The six-month filing window to file for next year's elections opens later this month. Currier said that's about when party leaders would prefer to know who's running for statewide office and who's still seriously thinking about it.
"I don't ever say to a candidate we don't want you running," he said. "But if someone is not ready, meaning the resources aren't lining up or its not their time in terms of their background, we'll have an honest conversation."
Asked if he ever had that kind of conversation with Wehby, he said only, "I concur with her that this is not the correct time."
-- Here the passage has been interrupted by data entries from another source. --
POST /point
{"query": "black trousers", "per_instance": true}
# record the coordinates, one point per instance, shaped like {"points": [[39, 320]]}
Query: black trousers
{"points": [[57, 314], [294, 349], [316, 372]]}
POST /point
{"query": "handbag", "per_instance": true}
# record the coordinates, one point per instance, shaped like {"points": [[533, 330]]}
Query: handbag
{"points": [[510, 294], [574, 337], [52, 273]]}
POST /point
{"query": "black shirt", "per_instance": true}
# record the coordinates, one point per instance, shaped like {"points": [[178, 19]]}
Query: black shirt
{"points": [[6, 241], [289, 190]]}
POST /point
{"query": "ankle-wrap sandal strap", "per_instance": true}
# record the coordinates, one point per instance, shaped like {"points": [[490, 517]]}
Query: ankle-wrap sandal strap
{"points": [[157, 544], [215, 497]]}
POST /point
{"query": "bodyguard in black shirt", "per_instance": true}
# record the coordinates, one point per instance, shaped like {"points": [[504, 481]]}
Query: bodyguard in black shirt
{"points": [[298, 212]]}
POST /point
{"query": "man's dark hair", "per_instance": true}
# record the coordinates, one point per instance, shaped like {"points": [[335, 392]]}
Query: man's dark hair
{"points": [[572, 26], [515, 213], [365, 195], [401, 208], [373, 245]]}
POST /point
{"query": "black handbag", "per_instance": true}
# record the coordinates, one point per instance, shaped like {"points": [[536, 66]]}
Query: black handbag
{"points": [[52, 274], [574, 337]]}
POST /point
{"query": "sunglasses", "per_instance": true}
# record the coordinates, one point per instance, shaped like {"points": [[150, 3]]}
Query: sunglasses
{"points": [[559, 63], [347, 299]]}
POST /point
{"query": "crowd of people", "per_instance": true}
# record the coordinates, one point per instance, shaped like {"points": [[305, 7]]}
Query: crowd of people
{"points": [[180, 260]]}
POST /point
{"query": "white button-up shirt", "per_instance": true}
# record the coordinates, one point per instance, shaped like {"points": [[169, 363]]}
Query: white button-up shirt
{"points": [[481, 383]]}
Currier also acknowledged that though Wehby had told him she had been approached by supporters asking her to run for governor, "I'm not familiar with anybody approaching her."
Wehby -- in citing her family and her lucrative medical career when saying no-- follows another formerly interested Republican candidate seen as moderate on social issues. Rep. Knute Buehler, R-Bend, said last month he wasn't ready to give up his practice as an orthopedic surgeon.
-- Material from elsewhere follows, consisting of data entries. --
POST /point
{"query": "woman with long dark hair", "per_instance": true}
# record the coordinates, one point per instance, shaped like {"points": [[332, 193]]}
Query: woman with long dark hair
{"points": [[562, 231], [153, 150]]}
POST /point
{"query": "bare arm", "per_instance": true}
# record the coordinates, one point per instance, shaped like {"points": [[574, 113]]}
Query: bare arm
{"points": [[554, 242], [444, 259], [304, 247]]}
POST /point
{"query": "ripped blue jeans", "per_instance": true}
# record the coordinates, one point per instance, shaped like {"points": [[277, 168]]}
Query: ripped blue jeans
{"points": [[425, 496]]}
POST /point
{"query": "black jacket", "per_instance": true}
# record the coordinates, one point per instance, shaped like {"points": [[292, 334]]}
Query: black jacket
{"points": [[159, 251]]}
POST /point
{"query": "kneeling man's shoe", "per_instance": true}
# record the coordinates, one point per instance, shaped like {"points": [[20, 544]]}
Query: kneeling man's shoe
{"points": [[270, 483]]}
That leaves Bud Pierce, a Salem oncologist, as the only remaining candidate looking to take on appointed incumbent Gov. Kate Brown. Brown, who took office in February after Gov. John Kitzhaber resigned amid influence-peddling allegations, hasn't officially announced a run -- even though she's assembled a campaign apparatus and begun raising money.
Wehby's MonicaPAC will remain a presence in next year's elections even without her name on a ballot.
MonicaPAC has plans to donate use of a data tool -- Trusted Messenger, developed by her advisers -- that's meant to help candidates track and shape voter sentiment. House Republicans' Promote Oregon Leadership campaign committee has begun using Trusted Messenger.
Currier said the Oregon Republican Party also expects to join in. 'It's very solid," Currier said. "We intend to utilize it."